Do Higher Medical Malpractice Insurance Limits Increase the Cost of an Indefensible Claim?
In this episode, Healthcare Matters interviews ALL MD attorney John Degnan on whether or not higher medical malpractice insurance policy limits increase the dollar value of settlements in cases of an indefensible claim.
Degnan is a shareholder at BRIGGS & MORGAN. He practices law in Minnesota, representing clients in business disputes, as well as members of the legal and medical communities in professional matters.
Degnan is a charter member of the Association of Liability Lawyers in Medical Defense (ALL MD), a nationwide organization that connects healthcare providers with attorneys who specialize in medical malpractice defense.
Interview was recorded October 14, 2015
Question 2 of 5
Mike Matray: Welcome to Healthcare Matters, where the medical and legal communities come together to discuss healthcare matters. I’m your host Mike Matray and today’s guest is John Degnan. He’s a shareholder at Briggs and Morgan in Minneapolis, where he regularly represents clients in business disputes as well as members of the legal and medical communities in professional matters.
John Degnan: Thank you. Glad to be here again.
Mike: Okay. In your professional experience, do higher limits on a physician’s medical professional liability insurance policy increase the dollar value in the case of settlements when you have an indefensible claim? In other words, can your physician or entity be over-insured, and conversely, can a case be made that the lower the limit, the lower the risk exposure?
John: Actually it may seem counter-intuitive, but I’ve found in my experience that the lower the limits sometimes the more expensive it is to try to settle a case. When you have high limits, you always base the valuation of the case on what you think in terms of liability but also potential damages.
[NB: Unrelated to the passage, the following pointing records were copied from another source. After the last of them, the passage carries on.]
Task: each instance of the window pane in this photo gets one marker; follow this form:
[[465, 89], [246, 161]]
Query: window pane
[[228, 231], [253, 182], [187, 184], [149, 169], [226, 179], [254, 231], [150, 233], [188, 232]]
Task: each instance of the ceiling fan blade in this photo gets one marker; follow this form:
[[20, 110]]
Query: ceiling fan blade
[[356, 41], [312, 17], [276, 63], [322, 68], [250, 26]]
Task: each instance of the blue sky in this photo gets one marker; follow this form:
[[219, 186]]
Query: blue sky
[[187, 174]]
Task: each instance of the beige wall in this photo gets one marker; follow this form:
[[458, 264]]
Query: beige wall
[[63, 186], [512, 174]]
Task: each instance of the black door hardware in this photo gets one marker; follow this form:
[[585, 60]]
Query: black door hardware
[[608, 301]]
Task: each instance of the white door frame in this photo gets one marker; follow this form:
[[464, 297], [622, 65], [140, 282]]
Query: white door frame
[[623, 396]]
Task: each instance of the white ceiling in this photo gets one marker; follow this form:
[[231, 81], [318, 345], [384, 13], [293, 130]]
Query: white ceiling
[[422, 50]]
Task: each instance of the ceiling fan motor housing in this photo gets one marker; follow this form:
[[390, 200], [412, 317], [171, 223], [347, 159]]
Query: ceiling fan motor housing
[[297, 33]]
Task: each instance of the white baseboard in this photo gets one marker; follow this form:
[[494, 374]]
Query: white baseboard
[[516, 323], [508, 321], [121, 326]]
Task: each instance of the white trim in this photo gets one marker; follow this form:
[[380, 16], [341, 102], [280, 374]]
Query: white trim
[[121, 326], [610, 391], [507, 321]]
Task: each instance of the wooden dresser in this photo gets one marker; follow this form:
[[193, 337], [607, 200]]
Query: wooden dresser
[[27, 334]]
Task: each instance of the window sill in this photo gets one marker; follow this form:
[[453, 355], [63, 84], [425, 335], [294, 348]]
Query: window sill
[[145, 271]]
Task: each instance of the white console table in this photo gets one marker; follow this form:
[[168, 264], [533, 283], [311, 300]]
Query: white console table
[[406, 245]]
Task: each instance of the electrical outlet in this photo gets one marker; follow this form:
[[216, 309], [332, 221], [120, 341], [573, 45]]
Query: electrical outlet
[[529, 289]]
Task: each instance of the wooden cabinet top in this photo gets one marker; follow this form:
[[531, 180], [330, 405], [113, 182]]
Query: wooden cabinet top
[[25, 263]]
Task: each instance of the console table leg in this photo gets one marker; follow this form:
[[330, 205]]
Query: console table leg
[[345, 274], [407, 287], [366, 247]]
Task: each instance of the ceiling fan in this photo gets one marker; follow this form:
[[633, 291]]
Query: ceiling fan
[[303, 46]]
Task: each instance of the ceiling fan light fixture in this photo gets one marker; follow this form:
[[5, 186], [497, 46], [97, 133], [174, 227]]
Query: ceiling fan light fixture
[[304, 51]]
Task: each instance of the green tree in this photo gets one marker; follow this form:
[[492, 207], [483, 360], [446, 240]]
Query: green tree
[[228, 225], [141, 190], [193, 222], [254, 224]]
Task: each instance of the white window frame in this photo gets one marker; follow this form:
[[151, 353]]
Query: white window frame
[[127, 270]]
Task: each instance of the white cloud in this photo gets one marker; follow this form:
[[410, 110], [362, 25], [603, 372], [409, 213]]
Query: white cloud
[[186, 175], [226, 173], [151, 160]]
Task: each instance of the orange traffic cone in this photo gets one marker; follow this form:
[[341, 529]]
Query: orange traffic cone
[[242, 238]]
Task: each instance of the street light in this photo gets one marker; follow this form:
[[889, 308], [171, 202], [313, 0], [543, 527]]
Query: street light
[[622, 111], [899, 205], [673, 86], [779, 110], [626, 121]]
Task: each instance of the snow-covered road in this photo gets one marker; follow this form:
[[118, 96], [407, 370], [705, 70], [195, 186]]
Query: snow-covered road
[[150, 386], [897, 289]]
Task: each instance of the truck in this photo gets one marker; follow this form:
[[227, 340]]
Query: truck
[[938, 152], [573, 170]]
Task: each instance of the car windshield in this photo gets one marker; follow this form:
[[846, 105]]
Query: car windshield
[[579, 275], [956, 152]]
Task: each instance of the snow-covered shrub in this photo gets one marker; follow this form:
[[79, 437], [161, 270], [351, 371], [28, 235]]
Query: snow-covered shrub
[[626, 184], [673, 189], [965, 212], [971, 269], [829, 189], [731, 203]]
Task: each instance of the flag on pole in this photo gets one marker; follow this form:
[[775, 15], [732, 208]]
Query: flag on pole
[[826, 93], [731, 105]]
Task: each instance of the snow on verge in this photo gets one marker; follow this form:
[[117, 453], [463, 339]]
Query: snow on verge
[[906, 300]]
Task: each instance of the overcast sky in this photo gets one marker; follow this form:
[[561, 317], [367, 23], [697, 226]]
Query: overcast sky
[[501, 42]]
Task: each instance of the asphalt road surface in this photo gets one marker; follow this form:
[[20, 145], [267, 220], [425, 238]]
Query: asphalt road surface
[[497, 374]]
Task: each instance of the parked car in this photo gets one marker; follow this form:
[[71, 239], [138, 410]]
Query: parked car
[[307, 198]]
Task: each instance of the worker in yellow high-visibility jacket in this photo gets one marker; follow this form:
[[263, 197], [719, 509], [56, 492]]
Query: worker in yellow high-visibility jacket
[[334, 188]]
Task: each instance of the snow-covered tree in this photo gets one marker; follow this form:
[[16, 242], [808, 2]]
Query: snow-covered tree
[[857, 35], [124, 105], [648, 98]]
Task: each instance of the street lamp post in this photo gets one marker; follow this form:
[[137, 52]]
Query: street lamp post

On the other hand, when you have a low limits case, let’s say you have a $2 million policy, and there’s a potential for a loss in excess of that, let’s say 3 or 4 million dollars, plaintiff’s counsel will typically come in and say, “Okay, we’ll settle for the limits and I’ll give you a specific period of time. If you don’t settle within that time then all bets are off.” If there’s an adverse verdict and it should’ve been settled then the insurer essentially has a limitless policy. What that causes is most times the carriers will be almost compelled in a bad case to settle wherein they may have defended the case successfully, but for the limits problem. I’ve been personal counsel for a number of practitioners as well trying to urge settlement in such situations. So actually the more insurance, the better. I don’t think that that increases the value of the claim or the settlement.